また、製造過程で補強処理が施される商品も多く、通常のバッグと同等以上の耐久性を実現しています。ただし、購入前には素材の特性や縫製方法をチェックし、用途に合った耐久性を持つ製品を選びましょう。
質問2.アップサイクルバッグは価格帯によってどのような違いがありますか?
アップサイクルバッグの価格帯は、5,000円程度の入門モデルから10万円を超える高級ラインまで幅広く存在します。価格差の主な要因は、素材の希少性、製造工程の複雑さ、ブランド力です。
低価格帯ではリサイクル素材を一部使用した量産型が多く、中価格帯(1〜3万円)になると素材の組み合わせや製法にこだわった個性的なデザインが増えます。
高価格帯では、ヴィンテージ素材や限定素材を使用した一点物や、職人による手作業が多い製品が中心となり、素材の履歴や製作ストーリーも価値に含まれています。
質問3.アップサイクルバッグを購入すると、どのような環境貢献ができますか?
アップサイクルバッグの購入は、複数の環境貢献につながります。まず、廃棄予定だった素材を再利用することで、埋立地やゴミ焼却施設への負担を軽減します。

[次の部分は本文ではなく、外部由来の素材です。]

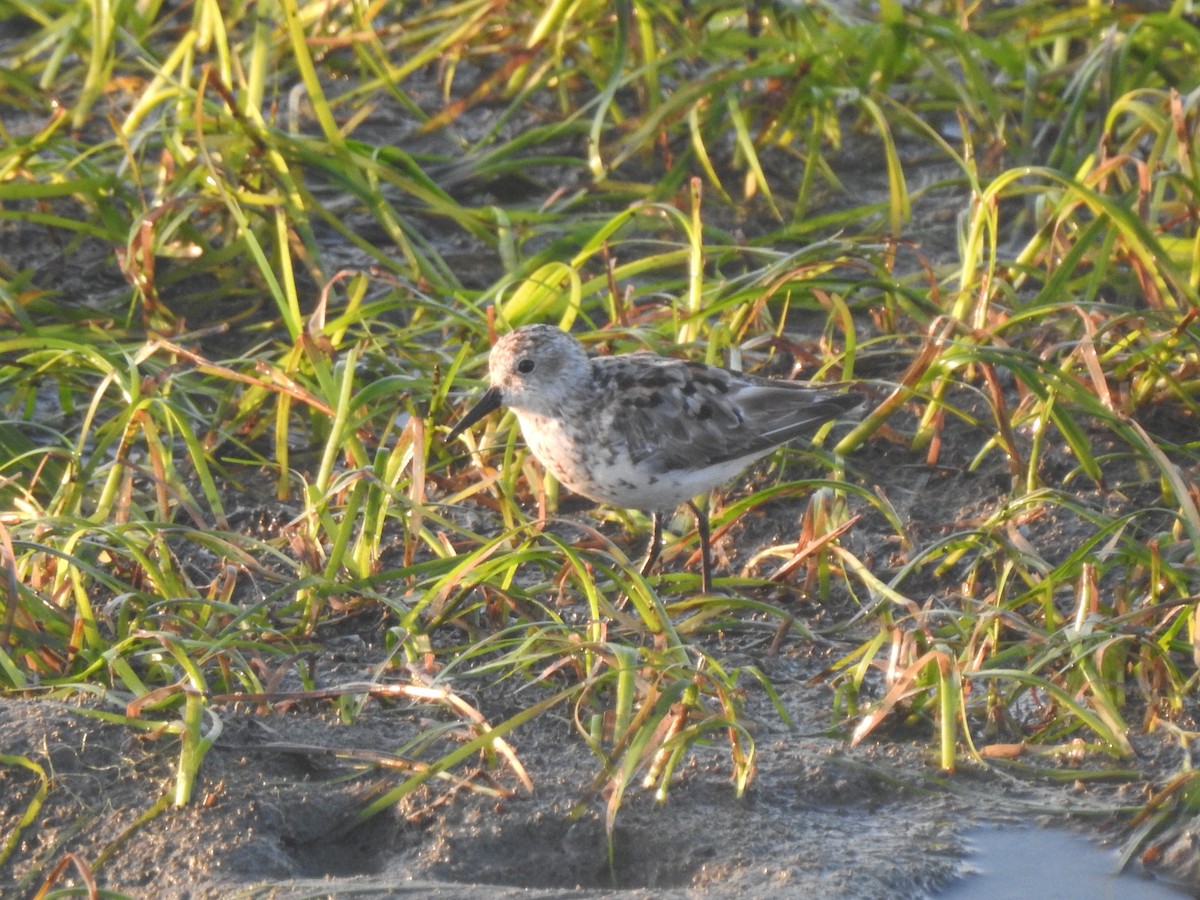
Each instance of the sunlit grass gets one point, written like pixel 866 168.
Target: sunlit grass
pixel 310 221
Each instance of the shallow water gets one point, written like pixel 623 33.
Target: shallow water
pixel 1021 863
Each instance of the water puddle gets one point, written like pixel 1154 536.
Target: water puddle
pixel 1019 863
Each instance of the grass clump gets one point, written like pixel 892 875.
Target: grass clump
pixel 258 252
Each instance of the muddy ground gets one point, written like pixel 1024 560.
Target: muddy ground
pixel 822 819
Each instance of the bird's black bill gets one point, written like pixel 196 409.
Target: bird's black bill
pixel 489 402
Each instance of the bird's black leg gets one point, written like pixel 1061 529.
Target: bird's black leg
pixel 652 552
pixel 706 552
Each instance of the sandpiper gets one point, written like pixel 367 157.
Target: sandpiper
pixel 642 431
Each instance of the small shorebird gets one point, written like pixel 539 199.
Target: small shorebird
pixel 642 431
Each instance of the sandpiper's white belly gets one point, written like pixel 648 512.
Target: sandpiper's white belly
pixel 599 466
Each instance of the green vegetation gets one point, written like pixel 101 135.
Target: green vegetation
pixel 251 256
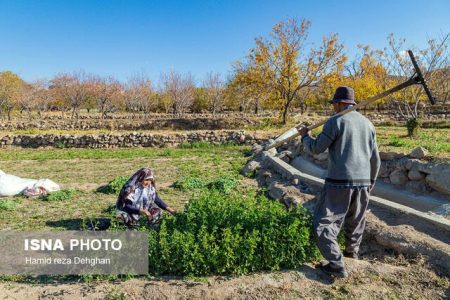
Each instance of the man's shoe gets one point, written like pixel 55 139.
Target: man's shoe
pixel 350 254
pixel 332 272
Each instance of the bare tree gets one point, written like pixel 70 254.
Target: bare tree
pixel 107 92
pixel 214 86
pixel 11 87
pixel 139 94
pixel 73 89
pixel 433 61
pixel 43 96
pixel 181 90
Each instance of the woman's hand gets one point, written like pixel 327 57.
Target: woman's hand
pixel 171 210
pixel 146 213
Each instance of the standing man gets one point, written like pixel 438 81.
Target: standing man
pixel 353 165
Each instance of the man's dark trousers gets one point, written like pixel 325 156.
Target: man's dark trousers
pixel 339 206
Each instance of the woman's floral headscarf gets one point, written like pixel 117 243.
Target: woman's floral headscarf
pixel 130 185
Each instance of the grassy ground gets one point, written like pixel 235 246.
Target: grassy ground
pixel 86 170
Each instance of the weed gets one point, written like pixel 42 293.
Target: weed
pixel 224 183
pixel 396 142
pixel 189 183
pixel 62 195
pixel 221 233
pixel 116 294
pixel 7 205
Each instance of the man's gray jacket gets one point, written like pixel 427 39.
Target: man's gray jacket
pixel 353 158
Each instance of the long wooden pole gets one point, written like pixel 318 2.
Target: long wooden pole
pixel 293 132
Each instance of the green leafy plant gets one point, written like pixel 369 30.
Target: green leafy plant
pixel 189 183
pixel 235 233
pixel 7 205
pixel 413 125
pixel 62 195
pixel 114 186
pixel 224 183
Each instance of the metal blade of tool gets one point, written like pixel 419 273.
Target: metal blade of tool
pixel 417 78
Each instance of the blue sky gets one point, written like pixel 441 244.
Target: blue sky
pixel 40 38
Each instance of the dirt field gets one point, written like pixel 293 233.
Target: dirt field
pixel 381 273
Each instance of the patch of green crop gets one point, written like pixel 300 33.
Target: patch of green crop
pixel 235 233
pixel 189 183
pixel 224 183
pixel 7 205
pixel 62 195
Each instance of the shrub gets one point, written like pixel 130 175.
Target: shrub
pixel 62 195
pixel 114 186
pixel 189 183
pixel 7 205
pixel 232 233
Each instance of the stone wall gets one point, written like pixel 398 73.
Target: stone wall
pixel 134 139
pixel 409 171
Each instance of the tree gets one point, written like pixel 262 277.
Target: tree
pixel 73 89
pixel 107 92
pixel 250 81
pixel 432 60
pixel 214 86
pixel 11 87
pixel 366 74
pixel 139 94
pixel 181 90
pixel 43 96
pixel 288 66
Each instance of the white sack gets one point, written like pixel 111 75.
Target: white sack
pixel 11 185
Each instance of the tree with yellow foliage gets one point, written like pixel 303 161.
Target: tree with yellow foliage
pixel 11 86
pixel 288 67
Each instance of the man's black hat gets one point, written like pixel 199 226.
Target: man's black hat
pixel 343 94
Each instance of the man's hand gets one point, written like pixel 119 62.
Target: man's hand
pixel 171 210
pixel 146 213
pixel 304 131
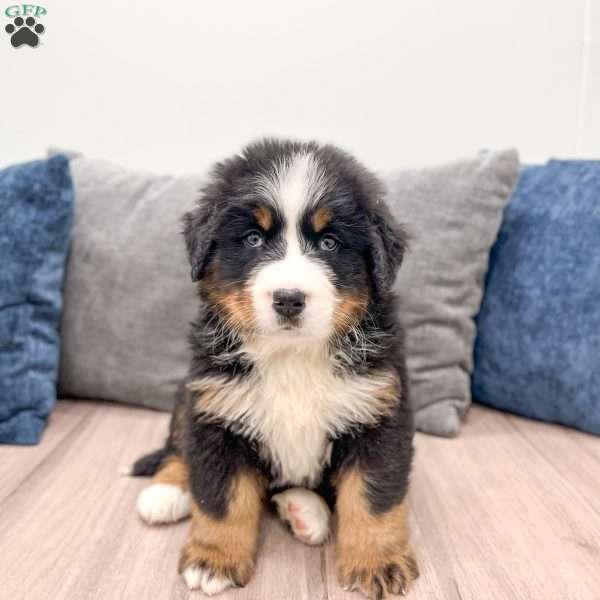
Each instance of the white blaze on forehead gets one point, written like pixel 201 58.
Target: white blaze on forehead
pixel 294 186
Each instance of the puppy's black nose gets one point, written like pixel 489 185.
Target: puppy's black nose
pixel 288 303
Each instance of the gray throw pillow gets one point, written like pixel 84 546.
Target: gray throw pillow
pixel 453 213
pixel 128 297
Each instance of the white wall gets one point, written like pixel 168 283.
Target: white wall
pixel 172 86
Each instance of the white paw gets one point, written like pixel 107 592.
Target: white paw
pixel 163 503
pixel 306 512
pixel 202 579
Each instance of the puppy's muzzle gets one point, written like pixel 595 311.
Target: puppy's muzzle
pixel 288 303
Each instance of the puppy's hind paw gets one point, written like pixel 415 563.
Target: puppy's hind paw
pixel 306 513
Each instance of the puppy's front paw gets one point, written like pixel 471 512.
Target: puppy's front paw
pixel 375 580
pixel 163 503
pixel 306 513
pixel 200 578
pixel 211 569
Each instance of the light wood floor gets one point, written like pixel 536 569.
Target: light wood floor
pixel 510 510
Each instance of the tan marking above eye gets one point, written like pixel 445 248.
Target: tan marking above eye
pixel 321 219
pixel 263 217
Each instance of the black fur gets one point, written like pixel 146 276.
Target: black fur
pixel 372 246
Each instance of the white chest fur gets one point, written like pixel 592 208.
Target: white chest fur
pixel 292 404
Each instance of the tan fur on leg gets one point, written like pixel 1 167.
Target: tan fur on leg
pixel 225 549
pixel 372 550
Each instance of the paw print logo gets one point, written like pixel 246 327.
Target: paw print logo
pixel 24 32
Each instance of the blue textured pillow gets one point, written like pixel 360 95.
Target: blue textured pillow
pixel 537 351
pixel 36 210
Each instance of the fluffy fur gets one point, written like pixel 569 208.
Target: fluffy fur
pixel 297 378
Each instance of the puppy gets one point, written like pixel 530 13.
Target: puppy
pixel 297 391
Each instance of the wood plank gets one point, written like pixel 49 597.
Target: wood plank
pixel 574 455
pixel 70 530
pixel 508 510
pixel 508 522
pixel 18 462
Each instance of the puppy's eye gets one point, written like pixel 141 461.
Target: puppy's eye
pixel 328 243
pixel 254 239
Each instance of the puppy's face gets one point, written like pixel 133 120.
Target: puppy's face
pixel 290 252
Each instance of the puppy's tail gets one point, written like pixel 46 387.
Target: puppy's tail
pixel 148 465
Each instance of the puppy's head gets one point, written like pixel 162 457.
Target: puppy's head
pixel 293 241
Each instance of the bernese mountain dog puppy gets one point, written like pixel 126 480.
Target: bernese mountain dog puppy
pixel 297 392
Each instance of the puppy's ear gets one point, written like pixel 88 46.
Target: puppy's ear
pixel 199 228
pixel 388 244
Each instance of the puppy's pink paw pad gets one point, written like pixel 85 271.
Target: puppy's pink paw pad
pixel 306 513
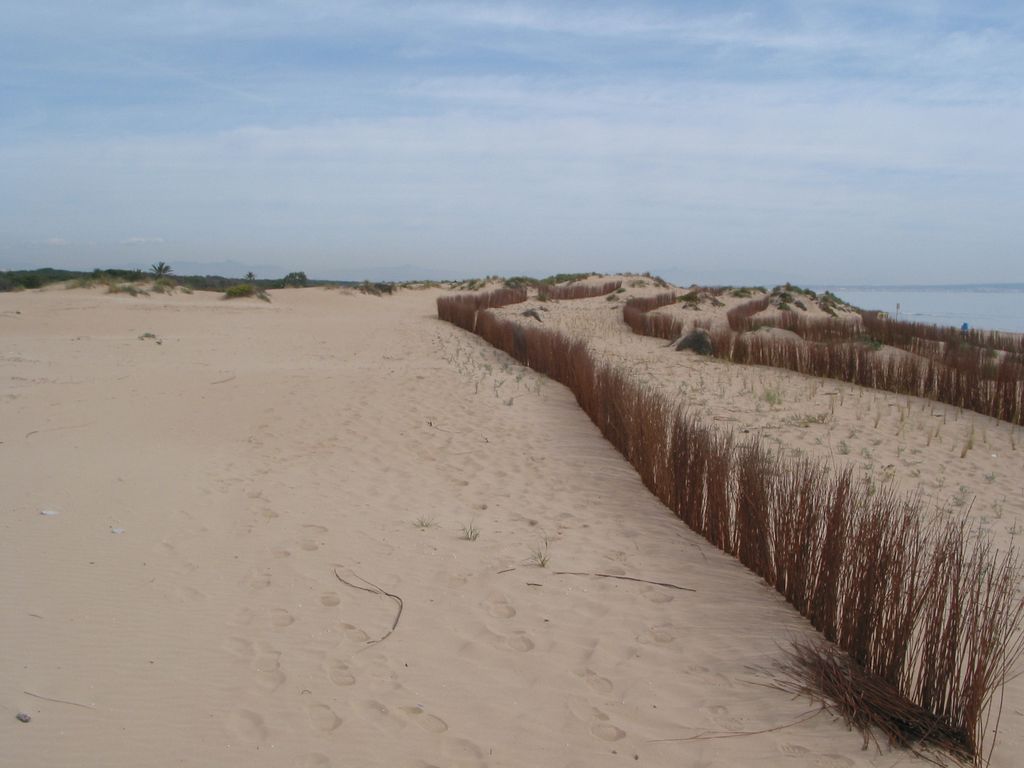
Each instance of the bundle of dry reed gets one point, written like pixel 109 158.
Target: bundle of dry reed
pixel 926 610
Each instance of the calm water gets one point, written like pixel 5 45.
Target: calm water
pixel 992 307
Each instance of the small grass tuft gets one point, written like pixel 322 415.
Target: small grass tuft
pixel 540 555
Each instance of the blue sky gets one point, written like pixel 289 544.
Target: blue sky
pixel 823 141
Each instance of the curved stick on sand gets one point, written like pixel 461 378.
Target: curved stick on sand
pixel 375 591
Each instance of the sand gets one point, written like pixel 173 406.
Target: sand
pixel 213 480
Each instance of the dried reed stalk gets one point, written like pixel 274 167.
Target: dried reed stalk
pixel 926 612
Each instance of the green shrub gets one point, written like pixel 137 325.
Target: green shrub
pixel 242 290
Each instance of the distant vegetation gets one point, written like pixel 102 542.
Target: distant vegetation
pixel 164 281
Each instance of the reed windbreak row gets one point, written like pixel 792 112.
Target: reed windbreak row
pixel 926 609
pixel 940 367
pixel 578 290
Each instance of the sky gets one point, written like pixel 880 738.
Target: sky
pixel 826 141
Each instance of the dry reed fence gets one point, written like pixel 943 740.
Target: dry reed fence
pixel 926 609
pixel 578 291
pixel 939 366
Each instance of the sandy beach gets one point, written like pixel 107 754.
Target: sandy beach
pixel 241 534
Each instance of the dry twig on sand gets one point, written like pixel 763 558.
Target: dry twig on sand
pixel 375 591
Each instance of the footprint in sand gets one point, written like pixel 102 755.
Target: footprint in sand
pixel 247 725
pixel 378 715
pixel 267 669
pixel 656 596
pixel 518 641
pixel 499 605
pixel 833 761
pixel 259 582
pixel 430 723
pixel 188 595
pixel 240 647
pixel 354 633
pixel 464 752
pixel 607 732
pixel 340 674
pixel 656 635
pixel 596 682
pixel 315 760
pixel 793 751
pixel 323 718
pixel 722 718
pixel 281 617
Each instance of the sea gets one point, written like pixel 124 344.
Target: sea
pixel 993 306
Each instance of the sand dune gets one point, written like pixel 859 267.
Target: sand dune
pixel 213 480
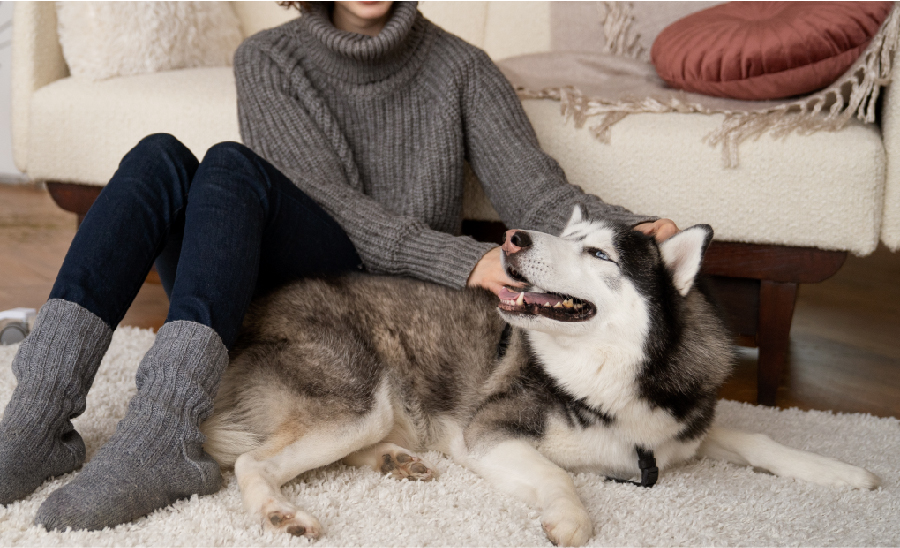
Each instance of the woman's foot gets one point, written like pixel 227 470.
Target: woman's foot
pixel 55 366
pixel 156 455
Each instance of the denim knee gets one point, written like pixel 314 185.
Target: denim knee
pixel 243 166
pixel 164 145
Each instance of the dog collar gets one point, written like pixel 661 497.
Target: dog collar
pixel 504 341
pixel 647 464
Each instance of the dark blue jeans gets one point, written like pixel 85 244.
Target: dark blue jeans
pixel 220 231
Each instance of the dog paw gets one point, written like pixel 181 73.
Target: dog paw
pixel 567 524
pixel 293 522
pixel 840 474
pixel 402 465
pixel 831 472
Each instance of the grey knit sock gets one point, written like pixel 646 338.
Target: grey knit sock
pixel 55 366
pixel 156 455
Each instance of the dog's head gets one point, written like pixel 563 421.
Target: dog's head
pixel 595 274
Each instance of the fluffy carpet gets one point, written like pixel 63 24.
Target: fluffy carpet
pixel 700 503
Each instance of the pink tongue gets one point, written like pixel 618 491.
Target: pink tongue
pixel 531 298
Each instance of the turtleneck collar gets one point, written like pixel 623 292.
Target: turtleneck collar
pixel 357 58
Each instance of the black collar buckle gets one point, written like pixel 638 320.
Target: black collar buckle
pixel 647 464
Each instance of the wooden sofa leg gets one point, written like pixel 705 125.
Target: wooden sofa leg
pixel 776 309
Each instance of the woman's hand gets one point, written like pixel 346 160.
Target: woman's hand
pixel 489 274
pixel 662 229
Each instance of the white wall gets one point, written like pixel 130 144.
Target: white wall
pixel 8 171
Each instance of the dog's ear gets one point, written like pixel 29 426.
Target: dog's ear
pixel 577 215
pixel 683 254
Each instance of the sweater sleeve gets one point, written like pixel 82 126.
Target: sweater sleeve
pixel 525 185
pixel 307 147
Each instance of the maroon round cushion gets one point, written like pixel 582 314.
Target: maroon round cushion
pixel 765 50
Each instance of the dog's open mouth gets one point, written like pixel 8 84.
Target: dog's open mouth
pixel 555 306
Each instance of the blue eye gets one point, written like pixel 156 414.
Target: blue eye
pixel 599 253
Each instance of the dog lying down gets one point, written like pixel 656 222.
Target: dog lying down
pixel 611 365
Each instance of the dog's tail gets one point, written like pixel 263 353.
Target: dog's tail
pixel 226 440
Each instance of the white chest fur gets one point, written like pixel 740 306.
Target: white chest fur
pixel 605 378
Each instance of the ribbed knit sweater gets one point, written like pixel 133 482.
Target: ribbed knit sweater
pixel 377 130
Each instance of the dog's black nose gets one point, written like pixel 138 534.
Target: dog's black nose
pixel 520 239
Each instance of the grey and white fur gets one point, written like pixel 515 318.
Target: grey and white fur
pixel 613 347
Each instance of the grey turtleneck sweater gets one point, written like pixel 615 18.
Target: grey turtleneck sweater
pixel 377 131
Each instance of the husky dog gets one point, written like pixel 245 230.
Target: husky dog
pixel 613 359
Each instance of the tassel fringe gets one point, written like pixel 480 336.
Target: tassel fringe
pixel 854 94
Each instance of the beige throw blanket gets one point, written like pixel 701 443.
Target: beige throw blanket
pixel 605 86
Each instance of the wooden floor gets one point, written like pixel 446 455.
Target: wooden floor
pixel 845 342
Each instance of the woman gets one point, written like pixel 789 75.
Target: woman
pixel 358 119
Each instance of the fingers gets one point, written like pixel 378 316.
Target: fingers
pixel 661 229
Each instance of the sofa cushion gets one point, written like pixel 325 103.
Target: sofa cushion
pixel 80 129
pixel 107 39
pixel 823 189
pixel 765 50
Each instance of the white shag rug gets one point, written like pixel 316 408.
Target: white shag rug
pixel 702 503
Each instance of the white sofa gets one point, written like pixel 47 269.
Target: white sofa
pixel 787 202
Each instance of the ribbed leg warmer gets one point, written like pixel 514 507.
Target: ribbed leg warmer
pixel 156 455
pixel 55 367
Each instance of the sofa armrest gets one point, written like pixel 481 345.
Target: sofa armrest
pixel 890 135
pixel 37 60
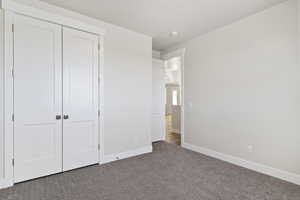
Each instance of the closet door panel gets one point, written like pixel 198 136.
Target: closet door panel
pixel 80 99
pixel 37 98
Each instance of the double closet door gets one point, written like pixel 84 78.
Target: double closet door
pixel 55 98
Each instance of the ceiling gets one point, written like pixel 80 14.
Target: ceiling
pixel 157 18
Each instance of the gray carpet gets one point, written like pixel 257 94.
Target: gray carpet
pixel 170 172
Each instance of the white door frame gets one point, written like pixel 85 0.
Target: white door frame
pixel 179 53
pixel 10 9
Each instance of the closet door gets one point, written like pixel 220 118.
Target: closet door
pixel 37 98
pixel 80 99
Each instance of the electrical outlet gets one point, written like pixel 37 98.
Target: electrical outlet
pixel 250 148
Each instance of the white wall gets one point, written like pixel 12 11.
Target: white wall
pixel 156 54
pixel 127 84
pixel 1 96
pixel 242 87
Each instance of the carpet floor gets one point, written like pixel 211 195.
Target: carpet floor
pixel 169 173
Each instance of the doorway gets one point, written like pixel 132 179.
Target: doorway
pixel 173 107
pixel 167 98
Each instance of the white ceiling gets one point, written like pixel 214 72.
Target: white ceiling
pixel 157 18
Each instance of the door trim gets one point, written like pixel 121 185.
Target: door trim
pixel 179 53
pixel 52 17
pixel 8 96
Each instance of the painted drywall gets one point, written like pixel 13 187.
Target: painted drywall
pixel 1 96
pixel 127 84
pixel 242 88
pixel 156 54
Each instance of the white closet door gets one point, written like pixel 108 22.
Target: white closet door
pixel 37 98
pixel 80 99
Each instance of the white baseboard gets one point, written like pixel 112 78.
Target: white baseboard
pixel 127 154
pixel 284 175
pixel 5 184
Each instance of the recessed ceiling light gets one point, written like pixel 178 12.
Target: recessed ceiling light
pixel 174 33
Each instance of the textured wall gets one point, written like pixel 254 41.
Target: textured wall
pixel 242 88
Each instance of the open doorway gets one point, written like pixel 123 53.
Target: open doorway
pixel 167 98
pixel 173 100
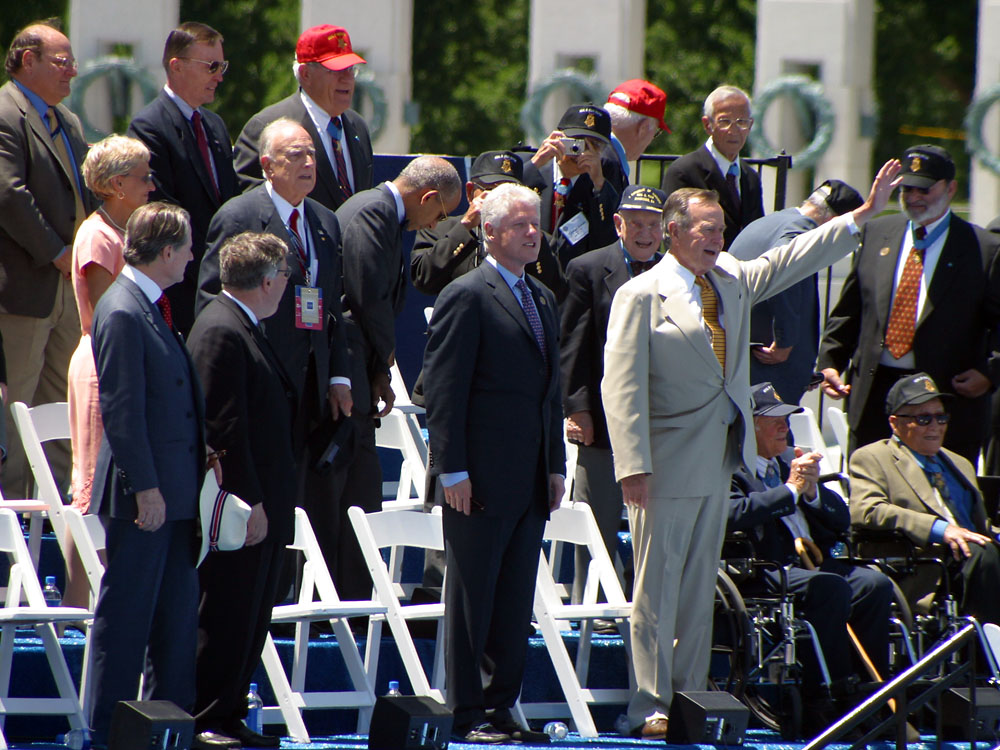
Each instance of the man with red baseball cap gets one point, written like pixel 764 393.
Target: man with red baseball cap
pixel 636 108
pixel 325 66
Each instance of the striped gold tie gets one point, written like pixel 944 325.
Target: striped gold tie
pixel 710 311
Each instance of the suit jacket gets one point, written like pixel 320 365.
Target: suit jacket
pixel 374 286
pixel 757 509
pixel 599 208
pixel 593 279
pixel 962 309
pixel 445 252
pixel 250 404
pixel 254 211
pixel 152 407
pixel 327 190
pixel 667 401
pixel 181 177
pixel 37 208
pixel 493 408
pixel 790 318
pixel 698 169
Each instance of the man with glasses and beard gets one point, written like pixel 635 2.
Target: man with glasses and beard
pixel 923 295
pixel 911 484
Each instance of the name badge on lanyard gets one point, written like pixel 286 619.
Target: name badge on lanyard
pixel 309 307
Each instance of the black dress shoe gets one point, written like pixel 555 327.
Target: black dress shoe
pixel 209 739
pixel 484 734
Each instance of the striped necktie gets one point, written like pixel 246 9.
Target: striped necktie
pixel 710 311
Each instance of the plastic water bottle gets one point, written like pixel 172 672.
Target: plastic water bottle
pixel 556 730
pixel 75 739
pixel 255 706
pixel 53 598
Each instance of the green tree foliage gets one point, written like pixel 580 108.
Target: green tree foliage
pixel 470 67
pixel 260 46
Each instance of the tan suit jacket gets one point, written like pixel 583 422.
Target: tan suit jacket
pixel 37 208
pixel 669 405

また、新たな原材料の採取や製造が不要になるため、CO2排出量の削減や水資源の保全にも効果的です。さらに、アップサイクル製品を選べば、サステナブルなビジネスモデルを支援し、循環型経済の促進にも貢献できます。
まとめ

本記事では、サステナブルな選択として注目を集める「アップサイクルバッグ」について詳しく解説しました。廃棄される予定だった素材に新たな価値を与えるアップサイクルの概念から、バッグ製作に使われる主な素材や製法、そして選び方のポイントやブランドまで紹介しています。
アップサイクルバッグを選ぶと、単なるファッションの選択を超え、環境への配慮と持続可能なライフスタイルへの一歩となります。日常使いのアイテムを通じて、資源の循環と創造的な再利用の可能性を体感してみてはいかがでしょうか。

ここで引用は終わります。